As John Lewis wrote in his last op-ed for the NYT, published on the day of his burial: “You must study and learn the lessons of history because humanity has been involved in this soul-wrenching, existential struggle for a very long time.”
Is there a better definition for love of personkind than what Representative Lewis wrote? I am not talking about Agape, because the divine may or may not have anything to do with how we choose to respect and recognize each other as beings. We continue to be engaged in a most “soul-wrenching existential struggle.” Who are we to each other? How does love manifest out of a cesspool of hatred and systemic enslavement?
As a bookseller, I feel that my work continues to be the connective tissue of knowledge to action. We stock and order the manuals (books) that will bring about the micro revolutions ultimately to be united under the umbrella of—THE REVOLUTION. I think this year has proven that nothing less than dismantling will enjoin legions who will continue the fight. Audre Lorde wrote “the master’s tools will never dismantle the master’s house”—my takeaway is that implicit in that idea are the words “finally” and “completely.” The master’s tools themselves need to be broken apart and new material needs to be unearthed to form new tools, but they are the tools currently in the box.

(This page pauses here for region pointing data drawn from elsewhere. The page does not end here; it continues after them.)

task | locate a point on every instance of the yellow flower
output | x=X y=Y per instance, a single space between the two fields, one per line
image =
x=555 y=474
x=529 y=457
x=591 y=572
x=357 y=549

Ridding ourselves of them requires more than just negation. Ridding ourselves of the tools “capitalism, racism, all the isms…” will require listening. Bookstores will continue to amplify the sounds of change, and the pain and destruction of 2020 will reverberate on our shelves available for all who wish to deconstruct and understand this most hellish of years.

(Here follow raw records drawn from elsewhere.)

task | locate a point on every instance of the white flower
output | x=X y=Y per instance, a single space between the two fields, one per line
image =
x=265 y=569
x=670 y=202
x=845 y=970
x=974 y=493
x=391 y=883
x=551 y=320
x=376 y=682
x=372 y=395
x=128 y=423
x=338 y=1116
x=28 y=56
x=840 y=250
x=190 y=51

As we saw on January 6, 2021, the master’s tools did not dismantle the “house” but broke and defiled it. How we reassemble structures of government and who will be included will ultimately show if we are a nation of hate-filled white supremacists or a republic whose populace forces a new Declaration of Independence wherein all of humanity is created equal. Bookstores, as with the occurrences surrounding Salman Rushdie’s Satanic Verses, will have to decide the level of direct action and involvement in changing history to which they are willing to commit. Indie bookstores will have to continue to be the venues where free speech and the free exchange of ideas is preserved.

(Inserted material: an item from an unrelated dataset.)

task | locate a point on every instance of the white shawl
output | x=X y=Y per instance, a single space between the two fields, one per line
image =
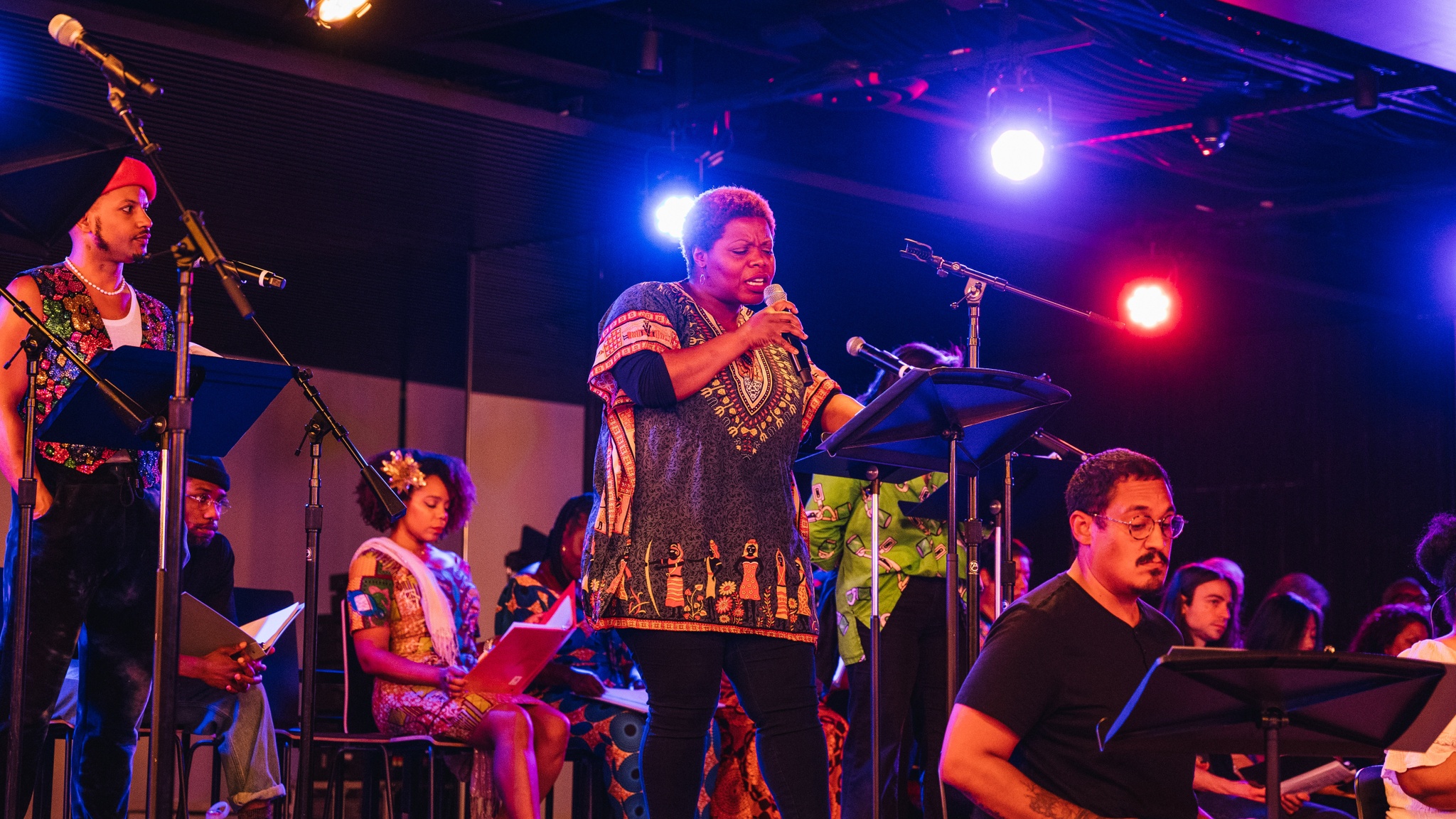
x=439 y=619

“Why can’t we give love one more chance?”
“Love” in bookselling and publishing is going to have to mean working hard not to shut people out, down, or up; will require supernatural efforts by indie publishers to fight the conglomeration of publishing; will require that individuals and companies alike stop bullying people into a mindset of a complacent transgression: meaning that we have to do more than jump on the most current issue and ride it until the next one comes along. Ok, let’s give love many more chances: as many as it takes.
Love: people/the planet before profit. Love: fair wages and health care. Love: free exchange of ideas not propaganda, dogma, hate speech. Love: egalitarian, truly democratic systems of government. Love: negation of racist, sexist, classist cults, and the acceptance of universal justice. Love: extracting ourselves from the nightmare so to move onward to the promise of 2021.